What's your advice for Pinays who want to shift careers or start side hustles and small businesses now? "Believe in yourself and honor your own pace. The first step to success is to believe in your capabilities. The process is never easy, you will be tested in all ways possible and you will only have yourself most days so believe that you can and you will. There will be days when you feel like you can't keep up in this fast-changing world and that is okay. Rest when you need to but don't give up. Honouring your own pace is the greatest form of self-love that would set you up and sustain you for success."
Ella Esguerra, Marketing Assistant
Business: Cloud Period Panties
Why she started her business: "I have always wanted my own business and be a boss for as long as I could remember. Working at a fashion brand, then eventually going to fashion school pushed me to start a fashion-related business that I've believed in for such a long time, which was period underwear. Growing up, I've had a difficult time with my period as well. I had to put an extra mattress on my bed every time I was on my period to make sure I don't stain my bed. I would also wear extra cycling shorts or refrain from any light bottoms. On top of my personal experience, I also heard different stories from other women about their period problems. Those stories were what pushed me to find a solution for myself and others."
"After a long time of researching and developing the product, I just told myself to go for it since it felt right and I also felt ready. The bonus was everyone was doing it anyway: Online businesses were popping out here and there."
How different is this business from your day job? "I was a Marketing Assistant at a children's fashion brand. My role there was mainly focused on digital marketing, as well as picking and packing orders. I had training on what it was like to be very hands-on in running a fashion brand. I also learned how to do the labor-intensive tasks such as organizing the clothes in the warehouse and shipping out orders."

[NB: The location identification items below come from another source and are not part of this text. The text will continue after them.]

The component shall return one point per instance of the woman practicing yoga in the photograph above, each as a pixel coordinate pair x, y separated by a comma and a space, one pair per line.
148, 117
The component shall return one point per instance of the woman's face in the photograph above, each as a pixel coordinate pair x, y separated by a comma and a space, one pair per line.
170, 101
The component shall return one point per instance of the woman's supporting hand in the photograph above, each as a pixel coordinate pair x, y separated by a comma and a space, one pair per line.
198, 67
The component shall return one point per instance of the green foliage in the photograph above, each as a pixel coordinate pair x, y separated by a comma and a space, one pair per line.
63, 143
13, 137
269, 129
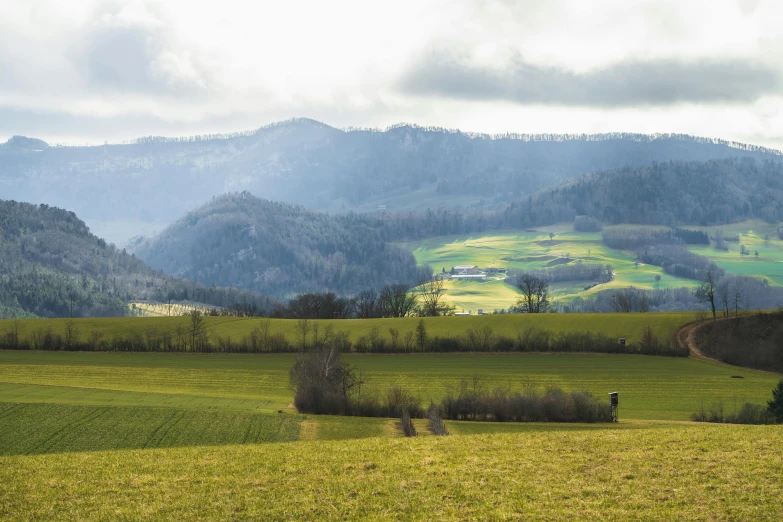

"In a way, what I am doing now is similar to what I did in my corporate job. The main difference is the motivation and the drive to hustle is much greater now because it's my own brand. Another difference is of course, the time. Back in my corporate job, I had to work from 8-6, from Monday to Saturday. Now, I get to be more flexible with my time and enjoy a work-life balance."
What were some of the challenges you had to face when you opened your business? "The discernment process on whether I'd do it or not was a big challenge at the start. I had to really believe in myself and my reasons for doing it in the first place. It was an internal challenge of figuring out what I wanted then eventually how to make it happen."
What's the best thing about opening your new business? "Definitely positive feedback from other women. I always grounded myself with the belief that I started my brand of period panties, not to merely sell a product, but to sell a comfortable and confident experience for women out there."
What's your advice for Pinays who want to shift careers or start side hustles and small businesses now? "If it feels right, go for it and listen to your gut feeling. Life truly happens outside of your comfort zone. It's scary at first, but what isn't?"